Tragically, “Lust” wasn’t one of the episodes offered On Demand. Which is a shame, because a world whose television offerings include “Lust, a Seven Deadly Sin, brought to you by Viagra” would be a slight improvement over the world we’ve got now.
So I learned all about envy and sloth, and involuntarily got that damned “Viva Viagra” commercial song stuck in my memory. Eventually, I lost interest in sin and turned my attention to “How The Earth Was Made
,” a series focusing on geographic history of specific spots on Earth; for example, how Manhattan Island came to have the thick bedrock foundation that anchors its giant skyscrapers.
How the Earth Was Made was sponsored the Oreo cookie company’s 100-Calorie “Cakesters” product, and the commercial showed an entire city full of women who have image issues and no sense of personal dignity, because when a supply truck filled with the little low-calorie cakes drove through the streets they all started screaming and eventually that all mobbed the truck.
I felt no lust for chocolate, though I did pause the show long enough to make myself a slice of ghetto cinnamon toast (plain cheap margarined toast with cinnamon-sugar sprinkled on top).
Next I decided opted for some lighter television fare, and browsed through the allegedly egdy cartoons offered by Adult Swim
on demand. Specifically, I watched an episode of Home Movies
and a King of the Hill
rerun, both brought to me by “The Men and Women of the Navy Reserve.” The Navy had a pretty clever ad campaign, featuring a fake commercial for an action figure called “Assistant Manager Man
,” which contrasted the dull nature of most office jobs to the exciting adventures enjoyed by Navy pilots and Navy missile commanders and other Navy personnel who have jobs much, much cooler than the average Navy Reservist. Still, it was a kickass commercial.
So that was what I saw On Demand Easter Sunday. Since I worked Saturday before I had today (Monday) off, and after running some errands and doing some useful-domestic tasks decided to watch another documentary On Demand. This time I picked the disaster-porn afterglow epic “Life After People
,” which shows the back-to-nature decay that would occur if all human beings suddenly vanished.

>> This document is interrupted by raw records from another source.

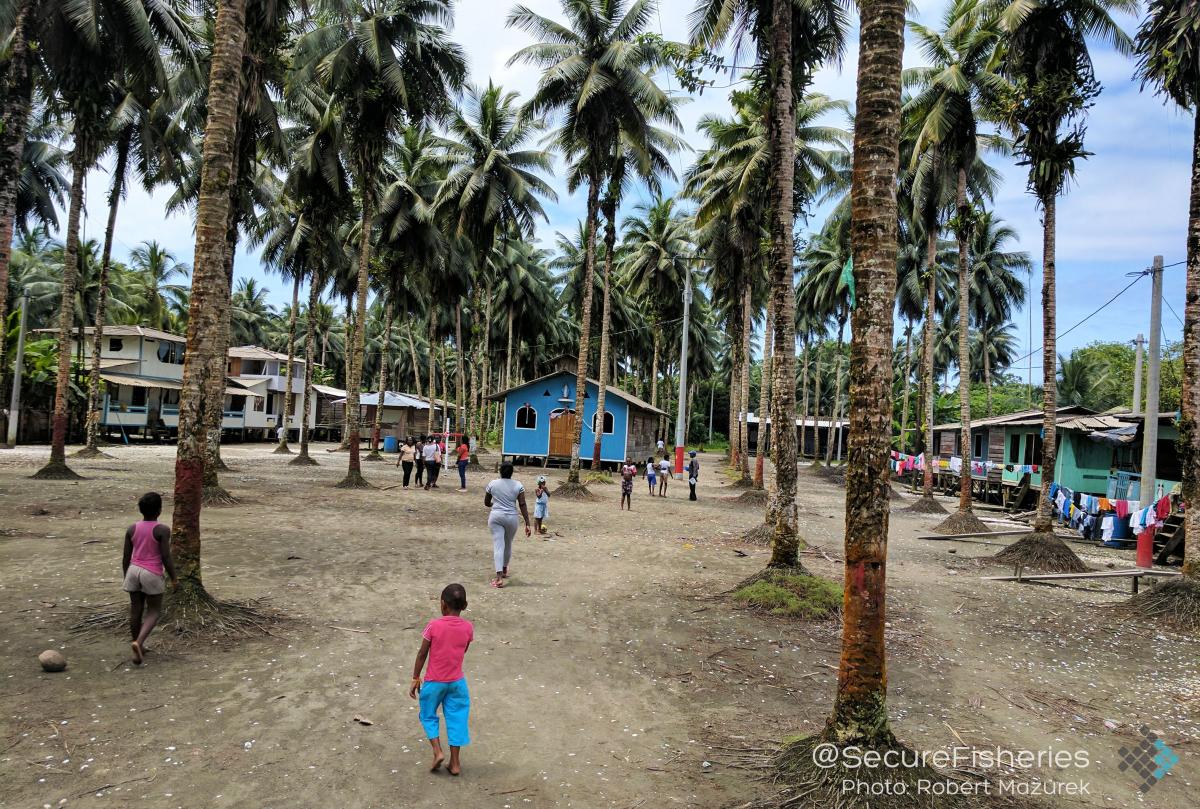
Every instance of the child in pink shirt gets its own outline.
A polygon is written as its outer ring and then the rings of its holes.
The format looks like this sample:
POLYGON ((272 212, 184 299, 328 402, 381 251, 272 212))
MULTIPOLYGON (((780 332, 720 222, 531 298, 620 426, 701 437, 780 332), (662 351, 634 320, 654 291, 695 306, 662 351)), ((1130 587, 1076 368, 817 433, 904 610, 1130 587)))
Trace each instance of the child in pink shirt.
POLYGON ((142 519, 125 531, 125 547, 121 554, 122 584, 129 593, 129 635, 133 662, 139 666, 144 657, 146 638, 162 614, 166 576, 175 577, 175 562, 171 558, 171 529, 158 521, 162 514, 162 495, 147 492, 138 500, 142 519), (164 575, 165 574, 165 575, 164 575))
POLYGON ((459 748, 471 743, 467 718, 471 713, 471 694, 467 691, 467 678, 463 676, 463 657, 467 647, 475 638, 475 628, 470 621, 459 617, 467 608, 467 590, 461 584, 447 584, 442 590, 442 617, 429 622, 421 634, 421 650, 413 665, 412 686, 408 695, 417 699, 420 694, 421 725, 433 748, 433 764, 430 772, 441 769, 446 756, 442 752, 441 725, 438 722, 438 707, 446 720, 446 740, 450 743, 450 763, 446 771, 458 775, 462 767, 458 760, 459 748), (429 666, 425 663, 428 660, 429 666), (425 669, 425 680, 421 681, 421 669, 425 669))

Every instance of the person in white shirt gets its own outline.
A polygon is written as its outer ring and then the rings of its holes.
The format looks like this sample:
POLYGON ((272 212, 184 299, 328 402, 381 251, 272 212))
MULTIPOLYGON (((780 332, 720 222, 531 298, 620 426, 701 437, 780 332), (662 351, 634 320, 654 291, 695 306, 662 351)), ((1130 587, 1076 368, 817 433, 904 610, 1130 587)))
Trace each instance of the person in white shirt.
POLYGON ((658 496, 667 496, 667 481, 671 479, 671 459, 663 453, 662 460, 658 462, 658 496))

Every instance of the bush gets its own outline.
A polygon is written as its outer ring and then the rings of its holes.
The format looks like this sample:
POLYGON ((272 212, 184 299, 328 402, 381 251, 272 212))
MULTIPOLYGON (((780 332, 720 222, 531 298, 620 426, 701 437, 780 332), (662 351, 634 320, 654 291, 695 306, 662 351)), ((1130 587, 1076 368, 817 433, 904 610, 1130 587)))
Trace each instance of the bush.
POLYGON ((842 588, 820 576, 767 571, 757 581, 733 591, 747 607, 789 618, 828 618, 842 608, 842 588))

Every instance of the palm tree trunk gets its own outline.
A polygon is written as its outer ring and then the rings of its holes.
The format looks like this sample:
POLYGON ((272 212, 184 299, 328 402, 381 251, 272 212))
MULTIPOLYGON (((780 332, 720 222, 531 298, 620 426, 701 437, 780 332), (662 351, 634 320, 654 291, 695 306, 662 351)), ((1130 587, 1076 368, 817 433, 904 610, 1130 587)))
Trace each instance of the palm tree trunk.
MULTIPOLYGON (((763 487, 763 469, 765 467, 770 426, 768 416, 771 413, 771 340, 775 330, 775 301, 767 301, 767 323, 763 328, 763 366, 762 384, 758 389, 758 453, 754 459, 754 488, 763 487)), ((689 412, 691 412, 689 410, 689 412)), ((787 429, 786 427, 784 429, 787 429)))
POLYGON ((864 4, 859 13, 859 116, 851 189, 859 295, 850 327, 845 600, 837 697, 822 738, 881 747, 894 742, 887 717, 883 630, 904 2, 877 0, 864 4))
POLYGON ((296 313, 300 309, 300 274, 296 273, 296 277, 292 279, 292 312, 288 317, 288 359, 287 359, 287 375, 285 376, 286 392, 283 394, 283 437, 279 439, 279 446, 275 447, 275 452, 281 455, 291 455, 292 450, 288 447, 288 430, 292 428, 292 415, 295 409, 292 406, 292 365, 296 360, 296 313))
MULTIPOLYGON (((405 331, 408 333, 408 354, 412 358, 413 385, 415 386, 413 388, 413 390, 416 391, 418 396, 420 396, 421 395, 421 364, 420 364, 420 359, 417 357, 417 343, 413 339, 412 320, 409 320, 408 328, 405 329, 405 331)), ((459 351, 458 356, 459 356, 459 362, 462 362, 462 351, 461 350, 459 351)), ((461 390, 461 388, 460 388, 460 390, 461 390)))
POLYGON ((388 388, 388 348, 392 344, 392 297, 389 295, 383 307, 383 340, 379 348, 379 395, 375 399, 375 423, 371 426, 371 452, 367 460, 382 460, 379 454, 379 436, 383 432, 383 403, 388 388))
POLYGON ((937 398, 937 386, 933 373, 933 331, 937 317, 937 228, 929 228, 925 236, 925 272, 929 279, 925 300, 925 476, 922 481, 922 496, 933 499, 933 459, 937 451, 933 446, 933 402, 937 398))
MULTIPOLYGON (((737 296, 739 304, 745 300, 741 283, 737 296)), ((738 470, 742 468, 742 373, 746 363, 742 348, 745 319, 741 309, 739 305, 729 317, 729 465, 738 470)))
POLYGON ((34 478, 71 480, 79 477, 67 466, 67 408, 71 382, 71 328, 75 321, 75 287, 79 280, 79 215, 83 210, 83 181, 91 160, 86 136, 76 130, 71 150, 71 197, 67 214, 67 244, 63 255, 62 299, 58 312, 58 376, 54 386, 54 421, 50 462, 34 478))
POLYGON ((604 305, 600 315, 600 391, 596 394, 595 440, 592 444, 592 469, 600 468, 600 442, 604 436, 604 397, 608 387, 609 330, 612 323, 613 253, 617 250, 617 198, 619 188, 610 181, 604 196, 604 305))
MULTIPOLYGON (((238 142, 238 148, 241 148, 243 145, 241 133, 239 133, 238 142)), ((240 165, 240 163, 239 159, 237 164, 240 165)), ((222 301, 221 333, 214 343, 213 353, 210 358, 212 367, 207 372, 209 379, 220 380, 220 384, 213 382, 204 391, 206 397, 204 404, 204 487, 201 499, 206 506, 233 505, 238 502, 236 497, 225 491, 221 486, 218 475, 219 472, 229 471, 229 467, 221 459, 221 433, 225 417, 226 358, 229 353, 229 335, 232 328, 229 296, 230 289, 233 287, 233 265, 237 256, 238 243, 237 215, 234 204, 231 199, 229 204, 229 221, 225 226, 225 273, 223 275, 224 284, 220 289, 220 300, 222 301)), ((245 405, 243 404, 244 412, 245 405)))
MULTIPOLYGON (((844 317, 844 315, 843 315, 844 317)), ((841 446, 842 346, 845 345, 846 321, 838 321, 837 353, 833 357, 833 410, 829 414, 829 440, 825 442, 825 465, 833 460, 834 446, 841 446)), ((890 443, 890 442, 889 442, 890 443)))
POLYGON ((341 489, 362 489, 368 484, 362 476, 362 411, 359 394, 362 390, 363 355, 367 348, 367 291, 371 280, 371 223, 375 218, 373 192, 376 167, 365 156, 358 159, 358 187, 362 196, 361 233, 358 237, 358 285, 355 296, 354 340, 350 349, 349 373, 346 379, 346 432, 350 440, 350 463, 346 477, 338 483, 341 489))
MULTIPOLYGON (((751 285, 747 280, 746 286, 742 290, 742 379, 741 392, 738 394, 738 401, 741 403, 741 411, 738 416, 738 471, 741 472, 741 482, 749 485, 754 483, 754 479, 750 476, 750 371, 753 368, 750 352, 753 345, 751 338, 754 336, 754 315, 751 311, 752 294, 751 285)), ((759 426, 761 426, 761 419, 759 426)))
MULTIPOLYGON (((816 365, 813 368, 813 465, 818 466, 821 463, 821 360, 824 348, 824 339, 814 346, 817 352, 816 365)), ((828 440, 828 439, 827 439, 828 440)))
MULTIPOLYGON (((433 432, 433 411, 434 400, 437 398, 437 359, 434 357, 434 346, 437 344, 437 307, 432 303, 429 306, 429 410, 425 412, 425 435, 433 432)), ((474 389, 477 385, 475 375, 471 375, 471 395, 474 396, 474 389)), ((471 408, 474 411, 474 408, 471 408)), ((470 417, 470 416, 468 416, 470 417)), ((473 424, 472 429, 478 429, 479 425, 473 424)))
POLYGON ((300 454, 289 463, 292 466, 312 466, 316 461, 308 454, 308 420, 312 417, 313 350, 317 341, 317 306, 321 300, 321 285, 314 276, 308 282, 308 318, 304 330, 304 407, 300 417, 300 454))
MULTIPOLYGON (((486 302, 483 307, 483 351, 479 355, 479 401, 476 405, 479 408, 480 432, 482 433, 476 441, 478 445, 483 444, 484 437, 489 433, 486 419, 488 415, 488 388, 490 387, 492 377, 492 280, 490 277, 488 278, 487 286, 484 288, 484 298, 486 302)), ((444 367, 443 373, 445 373, 444 367)), ((475 463, 478 464, 479 460, 476 459, 475 463)))
POLYGON ((908 442, 908 397, 912 393, 912 334, 913 319, 908 319, 904 329, 904 402, 900 410, 900 452, 907 452, 908 442))
POLYGON ((795 99, 792 95, 792 2, 774 0, 771 13, 771 87, 767 118, 770 164, 767 170, 771 210, 770 271, 775 307, 775 396, 771 420, 786 424, 775 433, 775 489, 767 505, 773 523, 769 567, 799 567, 800 532, 796 507, 796 289, 793 284, 792 209, 796 158, 795 99))
POLYGON ((1057 293, 1055 292, 1055 228, 1058 198, 1042 200, 1042 490, 1038 495, 1037 516, 1033 530, 1048 534, 1054 530, 1051 512, 1050 486, 1054 483, 1054 462, 1057 453, 1058 430, 1058 328, 1057 293))
MULTIPOLYGON (((17 213, 17 178, 25 150, 25 130, 33 105, 29 77, 28 29, 36 0, 21 0, 10 36, 8 75, 4 94, 4 121, 0 126, 0 325, 8 315, 8 266, 12 259, 13 221, 17 213)), ((4 382, 4 340, 0 339, 0 383, 4 382)), ((5 388, 7 390, 7 388, 5 388)), ((16 413, 9 414, 17 418, 16 413)))
MULTIPOLYGON (((100 349, 104 345, 105 306, 108 303, 108 269, 112 261, 113 233, 117 228, 117 207, 125 187, 125 171, 129 164, 128 127, 117 140, 117 161, 113 166, 112 187, 108 192, 108 222, 104 227, 104 253, 100 259, 100 277, 96 287, 96 326, 92 334, 92 368, 88 374, 87 445, 76 453, 80 457, 103 455, 97 446, 100 434, 100 349)), ((3 318, 0 318, 0 323, 3 318)))
MULTIPOLYGON (((962 456, 962 474, 958 478, 958 513, 971 513, 971 227, 967 217, 971 215, 967 204, 967 170, 958 167, 958 190, 956 195, 958 209, 958 227, 955 228, 958 237, 958 413, 961 431, 960 455, 962 456)), ((1053 356, 1053 355, 1051 355, 1053 356)))
MULTIPOLYGON (((661 339, 662 338, 659 336, 659 326, 656 323, 654 325, 654 334, 651 337, 651 342, 654 345, 654 348, 653 348, 654 359, 651 360, 651 362, 650 362, 650 406, 651 407, 658 407, 658 353, 659 353, 659 341, 661 339)), ((660 422, 661 422, 661 419, 660 419, 660 422)), ((660 429, 656 430, 656 433, 657 433, 657 435, 655 435, 655 438, 662 436, 661 427, 660 427, 660 429)), ((664 436, 664 438, 665 438, 665 436, 664 436)))
MULTIPOLYGON (((982 335, 981 335, 982 336, 982 335)), ((988 345, 983 343, 983 388, 987 391, 987 414, 992 415, 992 358, 989 356, 988 345)))
POLYGON ((587 393, 588 354, 592 341, 592 286, 596 270, 596 227, 600 198, 600 177, 588 176, 587 247, 583 259, 583 300, 579 307, 579 357, 575 363, 575 431, 571 438, 571 470, 567 483, 579 485, 579 442, 583 438, 583 405, 587 393))
MULTIPOLYGON (((463 411, 463 396, 465 394, 466 383, 463 379, 463 366, 467 362, 467 354, 463 351, 462 341, 462 307, 457 306, 454 309, 454 348, 458 352, 458 361, 454 363, 454 423, 460 433, 467 430, 467 419, 463 411)), ((421 383, 418 380, 417 390, 421 389, 421 383)))
MULTIPOLYGON (((350 355, 354 346, 354 327, 358 319, 354 317, 354 295, 346 296, 346 340, 342 345, 342 384, 350 387, 350 355)), ((347 396, 349 391, 347 391, 347 396)), ((339 450, 350 449, 350 408, 342 406, 342 441, 339 450)))
MULTIPOLYGON (((512 387, 512 352, 513 352, 513 305, 508 305, 508 338, 504 348, 504 390, 512 387)), ((496 443, 500 447, 500 454, 504 454, 504 419, 501 418, 497 422, 496 443)))
MULTIPOLYGON (((1188 200, 1187 292, 1183 308, 1183 393, 1179 438, 1183 502, 1200 503, 1200 114, 1192 128, 1192 185, 1188 200)), ((1200 583, 1200 508, 1183 512, 1183 578, 1200 583)))
POLYGON ((246 0, 221 0, 209 73, 208 118, 201 150, 200 198, 196 205, 196 258, 188 308, 187 354, 179 395, 179 443, 175 455, 175 503, 171 555, 179 574, 172 595, 207 598, 200 577, 200 508, 205 464, 205 388, 224 389, 224 317, 229 308, 225 281, 226 231, 236 159, 237 108, 246 0), (224 293, 224 294, 222 294, 224 293), (212 378, 214 367, 222 373, 212 378))
MULTIPOLYGON (((773 300, 773 299, 772 299, 773 300)), ((804 340, 804 346, 801 354, 801 376, 800 390, 804 391, 804 404, 800 408, 800 443, 796 449, 796 460, 804 456, 804 434, 808 431, 808 364, 812 361, 811 347, 808 339, 804 340)))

This fine tale was sponsored by the Covergirl cosmetics company, specifically their brand of special age-defying face makeup designed to appeal to women Of A Certain Age who don’t want their faces to show it. The spokesmodel is Ellen DeGeneres.
Thus we see this show’s target audience is aging women who feel so insecure about this, they’ll turn to Ellen DeGeneres for beauty advice.
I also decided to watch another Deadly Sin episode, this one about greed. No Viagra commercials this time; instead, there was an ad for Lexus. (“The Sin of Greed brought to you by Lexus” isn’t quite as cool as “The Sin of Lust Brought to you by Viagra,” but it’s good enough for free.)